Let’s start with a line that should stop every decent person cold. A labor and delivery nurse went viral for publicly wishing severe harm on White House Press Secretary Caroline Leavitt, who is pregnant, simply because she works for President Trump. I am not going to repeat what she said. It was graphic and hateful. But here is the point: a health care professional, someone entrusted to protect mothers and babies, turned pregnancy into a target for political cruelty.
That nurse was fired, and good. Actions have consequences. You do not get to hold a position of trust and speak like that about another human being. And if you think this is isolated, you have not been paying attention.
We also saw an activist claim that evangelical Christianity is a “cancer.” That is the kind of language that dehumanizes millions of Americans. It paints biblical faith as a disease to be removed. Then they turn around and accuse Christians of being hateful, even while they smear Christians as a threat to society.
Now, Christians are not perfect. No one is. That is the whole point of the Gospel. But if you are going to attack followers of Jesus, at least be honest about what Scripture teaches. God is not willing that any should perish. Jesus is the only way to the Father. Heaven is full of forgiven people, not perfect people. The Left loves caricatures because they help justify rage.
When you label your political opponents as evil, you create a permission structure for evil.
And that permission structure never stays online. It moves into streets, institutions, schools, and law enforcement confrontations.
Now let’s talk about Minneapolis. What happened there is the predictable result of leaders and activists telling people to “resist,” “obstruct,” and “put your body on the line” against federal immigration enforcement. That rhetoric has consequences.
This was not spontaneous chaos. It looked coordinated. Masks. Whistles. Supplies staged in advance. Groups moving in waves to disrupt officers. And then, in the middle of that confrontation, 37-year-old Alex Preti was shot and killed. Homeland Security officials said he approached Border Patrol agents while armed and resisted when they tried to disarm him. The full investigation will determine specifics, but here is what any functioning society should understand: bringing a weapon to a federal law enforcement operation is playing with fire.
Homeland Security Secretary Kristi Noem called it domestic terrorism and pointed to what was visible on scene: weapons and ammunition brought into an already volatile situation. The media immediately tried to frame it as ICE “overstepping,” as if the presence of a weapon is a minor detail. It is not.
Let me say this clearly. Federal agents are real law enforcement. They are often executing lawful operations to detain violent offenders. In this case, the operation involved an illegal immigrant wanted for violent domestic assault.

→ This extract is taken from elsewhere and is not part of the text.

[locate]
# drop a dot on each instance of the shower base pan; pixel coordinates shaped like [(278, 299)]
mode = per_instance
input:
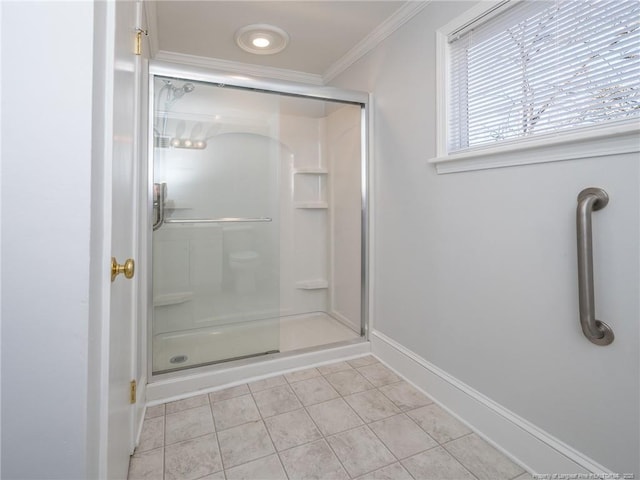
[(180, 350)]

That is who the mob was protecting.
Then came another escalation. A Homeland Security investigations agent lost a finger in a violent altercation, and it could not be reattached. Governor Tim Walz admitted state and local resources were overwhelmed and had to retreat from the crime scene because they could not hold the ground safely.
If mobs can overwhelm law enforcement at a crime scene, that is not activism. That is breakdown. That is what happens when leadership tolerates lawlessness because it benefits the narrative.

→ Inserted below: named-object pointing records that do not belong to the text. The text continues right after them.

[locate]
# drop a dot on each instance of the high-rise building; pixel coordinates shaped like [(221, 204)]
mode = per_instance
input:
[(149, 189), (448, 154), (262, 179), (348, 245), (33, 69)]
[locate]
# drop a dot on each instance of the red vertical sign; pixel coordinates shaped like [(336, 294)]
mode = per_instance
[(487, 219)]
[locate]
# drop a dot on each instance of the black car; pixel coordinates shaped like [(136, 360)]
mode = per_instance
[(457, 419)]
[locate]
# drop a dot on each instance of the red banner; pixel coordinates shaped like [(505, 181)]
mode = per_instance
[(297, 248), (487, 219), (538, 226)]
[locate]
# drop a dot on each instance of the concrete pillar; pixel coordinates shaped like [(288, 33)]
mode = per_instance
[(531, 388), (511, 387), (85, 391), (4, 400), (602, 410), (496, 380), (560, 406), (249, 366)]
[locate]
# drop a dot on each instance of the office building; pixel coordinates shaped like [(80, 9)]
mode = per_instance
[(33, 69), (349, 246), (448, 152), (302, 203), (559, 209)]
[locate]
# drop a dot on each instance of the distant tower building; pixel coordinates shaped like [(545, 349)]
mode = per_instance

Interfering with federal agents while armed is not protest. It is a deadly escalation.
And when the response is a “strongly worded letter,” people have every right to ask if the institutions meant to protect the public are taking this seriously.
This entire machine runs on narrative. One protester claimed ICE “murdered” someone by shooting her multiple times in the head. That is false. Another wave of misinformation spread rapidly before facts could catch up. Facts matter, especially now.
We have seen this pattern repeatedly. A dramatic image circulates. Politicians amplify it. Media outlets build a story on partial information. Then when the truth emerges, there is no apology. No correction with the same volume. They simply move on.
Lie, amplify, move on.
Meanwhile, real victims get ignored. Children exploited. Families shattered. Communities harmed by violent offenders who should not have been here. And then the same people who claim to be obsessed with protecting children suddenly interfere with law enforcement operations targeting serious criminals. That is not compassion. That is ideological possession.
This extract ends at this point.